I am speaking here of data communication in global networks, not individual applications. If we had the former we need not worry about the latter, at least in the context of network dynamics.

A word of caution on standards

A ‘Semantic Web’, which should make this possible, has yet to emerge, but when it does, the day-to-day mechanisms of trade, bureaucracy and our daily lives will be handled by machines talking to machines.– Tim Berners-Lee, 1999

One of the most significant risks with independent universal standards is unintended consequences.  While the stated vision of most involved is for more efficiency, transparency, empowering individuals and organizations, less bureaucracy, and lower costs, the nature of universal languages favors organizations that control data. One of the primary challenges in Web 1.0 and 2.0 has been data silos and private sector exploitation of data owned by others, which is largely driven by the revenue model. The primary challenge of Web 3.0 and 4.0 could be increased government control at the expense of individual liberty and private sector jobs, or perhaps worse; a public/private duopoly or oligopoly. From the perspective of an entrepreneur attempting to create jobs, I see such risk increasing daily.

Introducing Mawthos

Louis V. Gerstner, Jr. was perhaps most responsible for moving software towards a service model in his turn around of IBM in the mid 1990s, which was a brilliant business strategy for IBM at that time (we exchanged letters on the topic in that era), but it has not been terribly successful as a model for creative destruction, rather it has primarily seemed to exchange one extortion model (propriety code) for another (combination of proprietary code, consulting, and open source). Unlike a giant turn around, we were focused on more revolutionary models that provided value where none existed previously, so our first effort was an ASP (Application Service Provider), which emerged in the mid 1990s. In 2001, this paper by the SIIA is credited with defining and popularizing SaaS (Software as a Service), which has evolved more recently to an ‘on demand’ subscription model that is often bare bones software apps like those developed for smart phones.

While I have been a big proponent of a cultural shift in software towards service, I have rarely been a proponent of the results sold under the banner of service in the software industry, recognizing a shift in promotions and revenue modeling, not culture.

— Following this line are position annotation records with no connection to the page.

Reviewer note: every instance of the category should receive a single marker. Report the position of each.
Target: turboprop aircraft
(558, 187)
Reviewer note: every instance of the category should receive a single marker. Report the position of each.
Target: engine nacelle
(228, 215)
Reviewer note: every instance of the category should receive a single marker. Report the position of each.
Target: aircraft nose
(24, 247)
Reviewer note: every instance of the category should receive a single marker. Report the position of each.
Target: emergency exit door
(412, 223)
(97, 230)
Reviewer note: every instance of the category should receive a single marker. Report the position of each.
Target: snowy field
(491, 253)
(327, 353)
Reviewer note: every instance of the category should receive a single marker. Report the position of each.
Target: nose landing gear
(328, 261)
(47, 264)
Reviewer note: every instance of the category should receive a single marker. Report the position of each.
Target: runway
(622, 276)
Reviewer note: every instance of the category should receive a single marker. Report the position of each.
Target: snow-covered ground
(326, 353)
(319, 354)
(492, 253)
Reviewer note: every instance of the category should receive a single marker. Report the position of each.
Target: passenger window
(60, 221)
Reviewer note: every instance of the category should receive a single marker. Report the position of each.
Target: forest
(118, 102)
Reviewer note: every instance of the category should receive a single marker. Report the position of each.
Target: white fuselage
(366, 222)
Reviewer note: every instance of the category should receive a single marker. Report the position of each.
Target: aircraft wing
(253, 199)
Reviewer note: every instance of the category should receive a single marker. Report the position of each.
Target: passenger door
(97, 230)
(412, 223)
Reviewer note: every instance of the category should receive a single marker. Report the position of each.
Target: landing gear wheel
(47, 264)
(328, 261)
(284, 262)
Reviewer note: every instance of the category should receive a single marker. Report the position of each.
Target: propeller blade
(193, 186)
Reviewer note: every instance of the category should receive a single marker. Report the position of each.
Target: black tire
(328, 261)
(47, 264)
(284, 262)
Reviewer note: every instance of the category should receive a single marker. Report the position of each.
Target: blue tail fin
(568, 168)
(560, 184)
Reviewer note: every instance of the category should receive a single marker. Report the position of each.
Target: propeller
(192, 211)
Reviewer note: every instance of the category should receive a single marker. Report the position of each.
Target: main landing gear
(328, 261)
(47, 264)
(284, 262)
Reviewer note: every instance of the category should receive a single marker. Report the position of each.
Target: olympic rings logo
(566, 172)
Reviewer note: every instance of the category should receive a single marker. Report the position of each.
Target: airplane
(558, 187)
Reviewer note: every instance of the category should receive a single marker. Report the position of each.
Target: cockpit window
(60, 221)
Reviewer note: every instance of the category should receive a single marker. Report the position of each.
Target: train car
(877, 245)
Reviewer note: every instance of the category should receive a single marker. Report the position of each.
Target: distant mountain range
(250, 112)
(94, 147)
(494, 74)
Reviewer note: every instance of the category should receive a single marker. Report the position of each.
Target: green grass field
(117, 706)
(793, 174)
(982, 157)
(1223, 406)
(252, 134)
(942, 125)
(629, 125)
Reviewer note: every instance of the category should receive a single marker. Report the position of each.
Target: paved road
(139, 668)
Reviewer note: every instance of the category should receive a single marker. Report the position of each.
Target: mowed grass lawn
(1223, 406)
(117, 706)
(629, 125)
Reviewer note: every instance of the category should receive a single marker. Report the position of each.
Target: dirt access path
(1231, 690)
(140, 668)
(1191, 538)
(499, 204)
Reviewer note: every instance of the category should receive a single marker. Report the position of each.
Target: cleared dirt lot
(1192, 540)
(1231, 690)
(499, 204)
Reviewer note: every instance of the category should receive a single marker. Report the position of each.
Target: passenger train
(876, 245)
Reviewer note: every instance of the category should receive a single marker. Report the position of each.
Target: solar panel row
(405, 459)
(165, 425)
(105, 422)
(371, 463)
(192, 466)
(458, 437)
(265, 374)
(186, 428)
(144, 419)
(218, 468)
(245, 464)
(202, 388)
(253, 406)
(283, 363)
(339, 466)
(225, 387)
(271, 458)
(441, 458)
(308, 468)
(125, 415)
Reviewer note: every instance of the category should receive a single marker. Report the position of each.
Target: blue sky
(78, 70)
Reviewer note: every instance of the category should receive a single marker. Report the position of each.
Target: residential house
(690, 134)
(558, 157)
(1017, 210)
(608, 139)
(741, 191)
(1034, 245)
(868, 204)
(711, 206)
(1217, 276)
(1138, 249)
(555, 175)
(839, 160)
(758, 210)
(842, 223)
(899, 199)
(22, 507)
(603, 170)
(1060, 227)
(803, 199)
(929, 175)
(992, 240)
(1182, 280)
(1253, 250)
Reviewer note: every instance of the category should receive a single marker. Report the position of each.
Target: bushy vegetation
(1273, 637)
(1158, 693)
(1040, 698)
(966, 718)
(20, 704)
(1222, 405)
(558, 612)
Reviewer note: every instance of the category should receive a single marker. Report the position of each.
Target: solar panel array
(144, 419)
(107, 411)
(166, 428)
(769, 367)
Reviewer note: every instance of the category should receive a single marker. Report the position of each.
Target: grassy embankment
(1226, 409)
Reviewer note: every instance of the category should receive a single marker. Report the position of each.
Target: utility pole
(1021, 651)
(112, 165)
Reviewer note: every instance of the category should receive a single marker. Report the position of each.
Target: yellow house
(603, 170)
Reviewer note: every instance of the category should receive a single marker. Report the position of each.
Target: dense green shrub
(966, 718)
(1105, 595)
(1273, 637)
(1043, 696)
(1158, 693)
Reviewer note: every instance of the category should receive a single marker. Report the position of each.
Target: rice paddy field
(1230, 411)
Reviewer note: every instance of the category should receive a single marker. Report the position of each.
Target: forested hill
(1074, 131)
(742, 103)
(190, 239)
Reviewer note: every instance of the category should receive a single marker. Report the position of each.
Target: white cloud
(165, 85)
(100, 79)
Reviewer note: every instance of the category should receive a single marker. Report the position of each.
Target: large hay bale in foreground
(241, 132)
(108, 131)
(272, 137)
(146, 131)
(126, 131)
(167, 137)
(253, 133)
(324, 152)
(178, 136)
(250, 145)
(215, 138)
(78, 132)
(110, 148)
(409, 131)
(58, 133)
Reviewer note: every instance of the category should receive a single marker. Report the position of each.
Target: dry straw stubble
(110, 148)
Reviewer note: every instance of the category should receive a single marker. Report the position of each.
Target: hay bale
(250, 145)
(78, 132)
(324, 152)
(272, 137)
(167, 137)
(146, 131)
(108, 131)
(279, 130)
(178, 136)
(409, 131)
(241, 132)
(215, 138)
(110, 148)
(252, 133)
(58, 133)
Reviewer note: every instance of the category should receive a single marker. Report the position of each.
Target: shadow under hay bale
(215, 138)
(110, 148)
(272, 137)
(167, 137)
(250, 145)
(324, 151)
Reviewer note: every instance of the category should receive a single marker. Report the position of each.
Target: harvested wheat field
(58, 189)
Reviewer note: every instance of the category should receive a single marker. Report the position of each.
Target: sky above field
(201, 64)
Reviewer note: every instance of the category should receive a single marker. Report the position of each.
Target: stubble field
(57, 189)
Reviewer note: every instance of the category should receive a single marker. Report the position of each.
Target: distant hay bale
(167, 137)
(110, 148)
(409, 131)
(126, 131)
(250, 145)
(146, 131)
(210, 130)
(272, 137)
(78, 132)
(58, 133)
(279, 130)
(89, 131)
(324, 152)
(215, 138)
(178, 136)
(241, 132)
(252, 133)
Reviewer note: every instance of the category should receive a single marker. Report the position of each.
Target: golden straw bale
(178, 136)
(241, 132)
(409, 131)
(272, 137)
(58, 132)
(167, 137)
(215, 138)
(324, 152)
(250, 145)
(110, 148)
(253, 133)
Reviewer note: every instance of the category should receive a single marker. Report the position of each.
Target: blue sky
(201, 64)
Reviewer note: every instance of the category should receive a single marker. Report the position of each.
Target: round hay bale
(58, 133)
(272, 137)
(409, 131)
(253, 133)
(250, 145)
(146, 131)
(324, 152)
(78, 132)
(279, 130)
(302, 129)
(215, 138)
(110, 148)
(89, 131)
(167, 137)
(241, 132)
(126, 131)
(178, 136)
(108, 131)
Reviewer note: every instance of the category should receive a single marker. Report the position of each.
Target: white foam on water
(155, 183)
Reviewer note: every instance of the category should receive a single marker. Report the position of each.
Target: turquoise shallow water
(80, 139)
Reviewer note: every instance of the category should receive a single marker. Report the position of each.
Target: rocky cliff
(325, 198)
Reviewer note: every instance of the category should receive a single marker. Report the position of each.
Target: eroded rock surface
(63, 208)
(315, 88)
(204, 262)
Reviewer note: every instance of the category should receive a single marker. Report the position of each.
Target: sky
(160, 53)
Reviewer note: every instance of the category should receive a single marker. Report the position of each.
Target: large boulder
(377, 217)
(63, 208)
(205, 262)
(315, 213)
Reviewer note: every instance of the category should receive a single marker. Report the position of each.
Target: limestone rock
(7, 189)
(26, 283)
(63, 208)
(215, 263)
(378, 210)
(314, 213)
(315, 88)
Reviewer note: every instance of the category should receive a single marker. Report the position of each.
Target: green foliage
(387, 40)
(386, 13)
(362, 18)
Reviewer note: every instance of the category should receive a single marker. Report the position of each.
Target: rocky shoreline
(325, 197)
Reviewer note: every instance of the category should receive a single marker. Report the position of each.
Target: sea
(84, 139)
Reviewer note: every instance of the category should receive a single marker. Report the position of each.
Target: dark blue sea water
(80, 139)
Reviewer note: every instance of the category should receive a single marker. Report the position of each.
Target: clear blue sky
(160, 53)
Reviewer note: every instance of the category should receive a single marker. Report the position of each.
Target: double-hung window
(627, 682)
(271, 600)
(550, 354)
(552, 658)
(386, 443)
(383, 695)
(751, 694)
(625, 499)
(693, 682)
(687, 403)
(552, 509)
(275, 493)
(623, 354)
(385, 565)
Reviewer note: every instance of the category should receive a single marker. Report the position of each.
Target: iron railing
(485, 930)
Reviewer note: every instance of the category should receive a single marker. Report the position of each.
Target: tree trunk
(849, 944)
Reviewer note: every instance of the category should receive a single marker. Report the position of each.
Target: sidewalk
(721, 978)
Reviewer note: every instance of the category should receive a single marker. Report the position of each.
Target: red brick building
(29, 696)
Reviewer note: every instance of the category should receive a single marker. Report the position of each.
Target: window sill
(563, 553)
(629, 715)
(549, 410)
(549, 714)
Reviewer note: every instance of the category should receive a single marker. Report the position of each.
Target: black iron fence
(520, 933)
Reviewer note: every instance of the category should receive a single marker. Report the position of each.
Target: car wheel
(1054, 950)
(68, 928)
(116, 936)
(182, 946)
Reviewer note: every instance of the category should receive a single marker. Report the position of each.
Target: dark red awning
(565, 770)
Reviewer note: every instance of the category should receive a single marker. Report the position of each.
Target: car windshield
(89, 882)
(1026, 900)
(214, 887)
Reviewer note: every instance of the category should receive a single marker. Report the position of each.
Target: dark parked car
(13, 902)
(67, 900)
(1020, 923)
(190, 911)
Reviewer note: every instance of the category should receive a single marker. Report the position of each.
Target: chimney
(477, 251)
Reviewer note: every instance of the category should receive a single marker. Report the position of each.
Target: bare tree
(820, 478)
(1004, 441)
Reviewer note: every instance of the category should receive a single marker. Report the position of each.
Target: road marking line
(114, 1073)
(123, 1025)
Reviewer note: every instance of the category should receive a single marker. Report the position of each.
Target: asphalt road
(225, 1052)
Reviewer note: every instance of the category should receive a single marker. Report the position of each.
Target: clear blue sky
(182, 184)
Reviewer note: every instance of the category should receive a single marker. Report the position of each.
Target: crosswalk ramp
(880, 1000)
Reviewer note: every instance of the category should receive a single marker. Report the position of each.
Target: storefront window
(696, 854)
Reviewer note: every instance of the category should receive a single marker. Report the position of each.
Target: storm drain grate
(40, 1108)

In reviewing this article I recalled many public and private discussions through the years debating the misalignment of interests between vendors and the missions of customers, so thought I would introduce yet another acronym: Mawthos (Mission accomplished with the help of software), which is a slight jab at our acronym-fatigued environment, while attempting to describe a more appropriate posture and role for enterprise software, and the philosophy necessary to realize the theory Yield Management of Knowledge.